# Any know how to get a the Snapdragon datasheet/manual



## calris (Aug 22, 2011)

I'de love to get my hands on a copy - Specificially I want to know about what the device does on power-on/reset. I assume if reads the reset code from the iNAND via an SPI interface (quite common for embedded CPUs as it greatly reduces the pin count).

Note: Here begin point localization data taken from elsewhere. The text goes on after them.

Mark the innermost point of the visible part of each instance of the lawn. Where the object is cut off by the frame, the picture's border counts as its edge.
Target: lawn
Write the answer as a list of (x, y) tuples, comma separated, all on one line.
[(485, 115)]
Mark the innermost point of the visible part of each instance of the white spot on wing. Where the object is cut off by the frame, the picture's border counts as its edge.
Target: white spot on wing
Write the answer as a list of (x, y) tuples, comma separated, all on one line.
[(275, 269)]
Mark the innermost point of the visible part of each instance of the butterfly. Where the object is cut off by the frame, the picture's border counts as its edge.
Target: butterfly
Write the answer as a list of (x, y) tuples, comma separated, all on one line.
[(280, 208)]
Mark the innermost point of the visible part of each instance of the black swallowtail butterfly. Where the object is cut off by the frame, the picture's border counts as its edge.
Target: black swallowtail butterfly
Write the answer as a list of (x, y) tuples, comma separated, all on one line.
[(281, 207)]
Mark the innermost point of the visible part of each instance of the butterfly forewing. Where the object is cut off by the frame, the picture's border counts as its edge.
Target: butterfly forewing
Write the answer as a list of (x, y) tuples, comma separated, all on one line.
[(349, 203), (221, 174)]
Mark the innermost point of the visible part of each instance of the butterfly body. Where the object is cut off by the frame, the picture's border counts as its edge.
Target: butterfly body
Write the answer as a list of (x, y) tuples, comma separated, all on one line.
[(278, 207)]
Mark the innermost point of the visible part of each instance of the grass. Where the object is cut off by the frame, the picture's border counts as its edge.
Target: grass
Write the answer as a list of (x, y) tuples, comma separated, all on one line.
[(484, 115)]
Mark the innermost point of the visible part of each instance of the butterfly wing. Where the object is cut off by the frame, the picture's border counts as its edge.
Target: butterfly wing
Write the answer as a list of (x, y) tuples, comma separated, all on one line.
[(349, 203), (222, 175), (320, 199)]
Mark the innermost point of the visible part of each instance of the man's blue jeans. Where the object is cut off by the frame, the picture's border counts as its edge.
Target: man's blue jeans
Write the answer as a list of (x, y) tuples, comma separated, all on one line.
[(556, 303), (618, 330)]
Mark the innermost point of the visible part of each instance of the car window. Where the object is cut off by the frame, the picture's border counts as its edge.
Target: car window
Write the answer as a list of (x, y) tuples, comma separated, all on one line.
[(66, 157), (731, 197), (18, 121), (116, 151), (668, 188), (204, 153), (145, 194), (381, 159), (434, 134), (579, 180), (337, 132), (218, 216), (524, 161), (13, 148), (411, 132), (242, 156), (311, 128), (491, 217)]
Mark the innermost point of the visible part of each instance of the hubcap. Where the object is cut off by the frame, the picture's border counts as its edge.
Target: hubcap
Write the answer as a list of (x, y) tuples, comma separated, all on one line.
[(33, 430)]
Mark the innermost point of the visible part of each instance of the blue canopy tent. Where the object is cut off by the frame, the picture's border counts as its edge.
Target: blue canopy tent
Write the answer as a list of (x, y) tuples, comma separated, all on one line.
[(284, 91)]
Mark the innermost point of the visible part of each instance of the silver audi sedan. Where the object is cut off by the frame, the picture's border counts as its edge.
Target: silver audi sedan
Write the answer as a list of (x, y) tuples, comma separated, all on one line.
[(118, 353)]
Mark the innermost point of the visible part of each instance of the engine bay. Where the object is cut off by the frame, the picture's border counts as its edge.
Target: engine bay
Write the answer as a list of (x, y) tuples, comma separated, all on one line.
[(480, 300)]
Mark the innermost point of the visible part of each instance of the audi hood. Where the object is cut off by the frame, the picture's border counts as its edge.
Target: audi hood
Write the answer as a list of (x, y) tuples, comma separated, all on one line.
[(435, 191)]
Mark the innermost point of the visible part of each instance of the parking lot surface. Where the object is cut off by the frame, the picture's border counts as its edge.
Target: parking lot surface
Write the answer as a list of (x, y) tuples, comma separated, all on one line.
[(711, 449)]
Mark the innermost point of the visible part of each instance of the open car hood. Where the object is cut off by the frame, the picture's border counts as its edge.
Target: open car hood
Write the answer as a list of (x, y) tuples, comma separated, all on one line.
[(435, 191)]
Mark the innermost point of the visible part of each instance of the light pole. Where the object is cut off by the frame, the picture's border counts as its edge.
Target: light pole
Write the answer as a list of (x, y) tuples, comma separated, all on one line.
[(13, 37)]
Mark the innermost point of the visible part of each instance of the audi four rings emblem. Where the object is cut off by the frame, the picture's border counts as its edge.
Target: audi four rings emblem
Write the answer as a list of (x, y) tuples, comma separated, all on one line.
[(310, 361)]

If we can get the datasheet, it will really help in developing a method of de-bricking a totally trashed iNAND and also porting U-Boot


----------



## Avatar26 (Aug 27, 2011)

Maybe you can get that question answered at the link below, but looks like a one-shot deal without a service contract with bsquared so be clear. 
http://bsquare.custhelp.com/app/answers/list/p/100


----------



## calris (Aug 22, 2011)

I sent a messag off to bsquare - Looks like you have to purchase the dev kit ($1350) in order to get access to the download area to download the technical specs

a) I don't have $1350
b) They are out of stock

*shrug* I'll keep looking...


----------



## fgdn17 (Aug 28, 2011)

reference:
http://www.simtec.co.uk/products/SWLINUX/files/booting_article.html


----------



## docnas (Aug 24, 2011)

Maybe if we post around the dev forums there might be someone with access and can download a copy of the specs for us.


----------